Upcoming DataBytes and Tech Talks

Just a visual heads up to what will be happening for the next three months! I am really excited about the next round of Tech Talks and hope that you will help spread the word!

Friday, January 12, 2007

Social Software Round Up: Part 1

We had a good crowd come out on January 2nd for our first Tech Talk of 2007 -- it was a great way to kick off the year. I have been meaning to get this post written for the last week but have been swamped with other duties. I will split the post in two as I still need to find time to convert our PPT slides to PDF. Here, in brief, are a few of the highlights that Karen and I covered that evening.

What is Social Software?
A relatively "new" term with lots of creative and complex defintions.
Simplest Definition -- software that facilitates collaboration.
Wikipedia Defintion -- Software that enables people to rendez-vous, connect or colloborate through computer-mediated communication.

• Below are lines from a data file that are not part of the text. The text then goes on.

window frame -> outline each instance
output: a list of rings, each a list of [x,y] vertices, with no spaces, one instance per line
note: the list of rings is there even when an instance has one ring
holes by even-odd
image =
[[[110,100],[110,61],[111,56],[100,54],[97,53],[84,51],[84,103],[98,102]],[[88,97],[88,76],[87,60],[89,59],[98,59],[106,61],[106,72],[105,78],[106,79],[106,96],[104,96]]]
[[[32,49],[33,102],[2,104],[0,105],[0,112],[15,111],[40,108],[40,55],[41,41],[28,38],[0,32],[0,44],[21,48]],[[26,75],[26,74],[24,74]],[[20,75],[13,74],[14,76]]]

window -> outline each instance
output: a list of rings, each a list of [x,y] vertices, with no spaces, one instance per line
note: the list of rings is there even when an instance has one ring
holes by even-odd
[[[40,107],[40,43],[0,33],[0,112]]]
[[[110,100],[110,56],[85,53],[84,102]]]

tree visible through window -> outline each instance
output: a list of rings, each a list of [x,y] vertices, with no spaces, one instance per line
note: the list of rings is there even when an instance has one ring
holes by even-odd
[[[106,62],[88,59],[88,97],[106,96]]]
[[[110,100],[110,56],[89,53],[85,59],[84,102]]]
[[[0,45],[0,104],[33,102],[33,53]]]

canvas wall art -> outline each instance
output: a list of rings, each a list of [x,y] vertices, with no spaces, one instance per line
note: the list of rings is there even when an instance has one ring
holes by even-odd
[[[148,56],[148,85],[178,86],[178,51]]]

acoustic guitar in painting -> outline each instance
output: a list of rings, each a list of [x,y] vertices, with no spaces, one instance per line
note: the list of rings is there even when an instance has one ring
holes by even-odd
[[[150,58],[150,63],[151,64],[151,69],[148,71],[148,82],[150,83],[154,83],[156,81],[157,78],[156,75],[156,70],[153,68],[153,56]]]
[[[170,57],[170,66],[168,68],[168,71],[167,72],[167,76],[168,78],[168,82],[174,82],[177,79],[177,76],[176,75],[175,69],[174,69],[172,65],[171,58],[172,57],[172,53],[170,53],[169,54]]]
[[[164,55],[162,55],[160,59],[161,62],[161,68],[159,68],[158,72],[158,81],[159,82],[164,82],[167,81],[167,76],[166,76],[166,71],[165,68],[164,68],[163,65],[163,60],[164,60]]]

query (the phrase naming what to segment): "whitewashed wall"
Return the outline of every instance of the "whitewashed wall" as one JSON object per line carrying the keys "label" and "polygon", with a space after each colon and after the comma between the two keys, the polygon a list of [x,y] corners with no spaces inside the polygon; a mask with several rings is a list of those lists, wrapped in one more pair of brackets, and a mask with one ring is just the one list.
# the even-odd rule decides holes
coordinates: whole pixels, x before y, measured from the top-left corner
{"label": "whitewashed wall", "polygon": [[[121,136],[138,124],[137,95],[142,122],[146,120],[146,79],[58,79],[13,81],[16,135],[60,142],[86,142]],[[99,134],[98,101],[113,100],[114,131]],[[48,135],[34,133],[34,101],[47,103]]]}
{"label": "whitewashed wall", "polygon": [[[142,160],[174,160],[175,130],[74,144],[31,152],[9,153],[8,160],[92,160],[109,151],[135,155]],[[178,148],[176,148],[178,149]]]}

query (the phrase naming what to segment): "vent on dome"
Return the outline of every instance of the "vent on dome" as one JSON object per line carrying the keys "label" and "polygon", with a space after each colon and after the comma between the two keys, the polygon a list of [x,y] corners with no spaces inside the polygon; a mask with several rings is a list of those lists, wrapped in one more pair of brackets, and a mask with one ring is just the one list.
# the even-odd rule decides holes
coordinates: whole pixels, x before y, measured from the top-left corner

MySpace is one of the best known social software sites, but there are many sites that utilize social software for a variety of reasons. Social software is about meeting people, but it is also about sharing information, opinions and interests.

A few examples of Social Software Sites:
Positive Aspects of Social Software for Teens (and others):
  • Expressing Individuality
  • Engaging in Reading and Writing
  • Sharing Ideas and Opinions (and sometimes creative work such as music or photos)
  • Great tool for learning hands-on about blogging, podcasting, and other new technologies
  • Community Building and collaboration with others
  • Communication with each other, but also Teens to Adults and Adults to Teens.
  • Raising awareness of events and "causes"
  • Freedom to choose, be creative and express themselves.
The "Hype" is that social software is dangerous and should be banned from places like public libraries and schools. While tt is true that predators can and do use social software to find victims, they also use Instant Messaging, Message Boards, and other forms of electronic communication in addition to going to public places like malls. The problem of online predators and cyberbullying is much larger than banning a few popular social software sites. A proactive approach of teaching our children and teens about online safety is crucial because the "reality" is that much of MySpace and other sites are safe when you are aware of common sense rules for protecting your identity online.

A great site for learning about safety online is WiredSafety, which includes great handouts on Social Software and YouTube.